EDIT: The above information is evidently out of date by about 10 years. TIL
> Which bunch of shares did you sell? Was it a short term gain or a long term gain? Was it a loss? It depends. Neither your broker or IRS knows the answer, but you do.
Your broker does know because you need to tell them which ones to sell when you sold.
The IRS also knows because that's included in the cost basis reported to them by the broker. (This changed some number of years ago, brokers used to only report the income from the sale but not the cost.)
I should add to this, even though the broker reports the cost basis, be proactive in verifying that it is correct.
For reasons I can't comprehend, ETrade reports the costs basis wrong every single year on all my RSU and ESPP sold shares. They do issue a supplemental report which has all the correct info, but the 1099-B has it wrong. It is maddening. I need to send both the 1099 and the supplemental doc to my CPA so things are accounted correctly, otherwise I'd pay a lot more taxes due to ETrade errors.
...and therefore there is even less reason for the IRS to not pre-fill forms or just have an exception-based filing system vs everyone has to file regardless of exceptions / amendments / challenges etc.
What about including the free market of tax helper systems and services? You'll be wiping out an entire industry - doesn't seem very conservative to me.
I've only been trading stocks since 2005ish, but all the brokers I've dealt with have had ways to tell them which shares I was selling. And if I didn't pick them, they'd pick for me. Nowadays, they're required to track cost basis for regular shares. Even if you have shares where they won't report a cost basis, you're supposed to tell them which shares you're selling before the transaction settles.
Employment compensation related shares get weird, but they will at least track the purchase date or the date it entered their system anyway.
In recent years by law the brokerage company tracks the lots you buy and when you sell you can select which to sell. The gains are reported accordingly on the forms the brokerage company sends at the end of the year.
Things get more complicated when you are trading the same security across different brokers because they can’t detect wash sales. The IRS has the information to detect was sales.
Still true for cryptocurrency, and still true that you have latitude over whether to do it as FIFO vs LIFO vs specific lots.
Edit: To pre-empt some replies: yes, centralized exchanges will report sales but they won't always know your cost basis, and a lot of the trades will happen on-chain, which definitely isn't automatically reported.
To be clear, I support the IRS doing as much as the filing as possible, and I agree these issues aren't dealbreakers, but please don't make the situation look different than it really is.
In the theoretical new system, you could have an option to file additional elections or changes.

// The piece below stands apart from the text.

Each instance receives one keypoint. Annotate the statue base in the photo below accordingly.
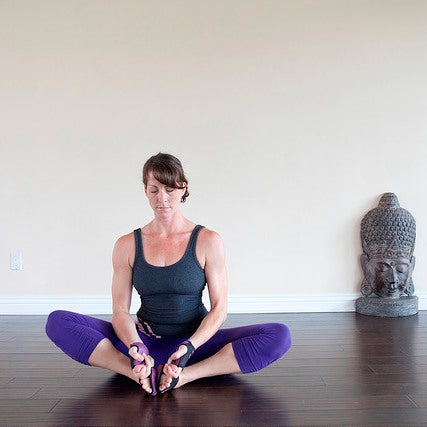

The IRS would have a default that you could then vary if you chose.
Two things:
1. A lot of asset sales should be or are reported by financial institutions, so in the case of me selling stock through Schwab or whatever, it should still be handle-able by the IRS.
2. Okay yes, it's reasonable for me to put in my living status changes or tax deductions I want to claim, but they don't ask just for that, they ask for all the other shit too, all the stuff they already know the answer to. Why?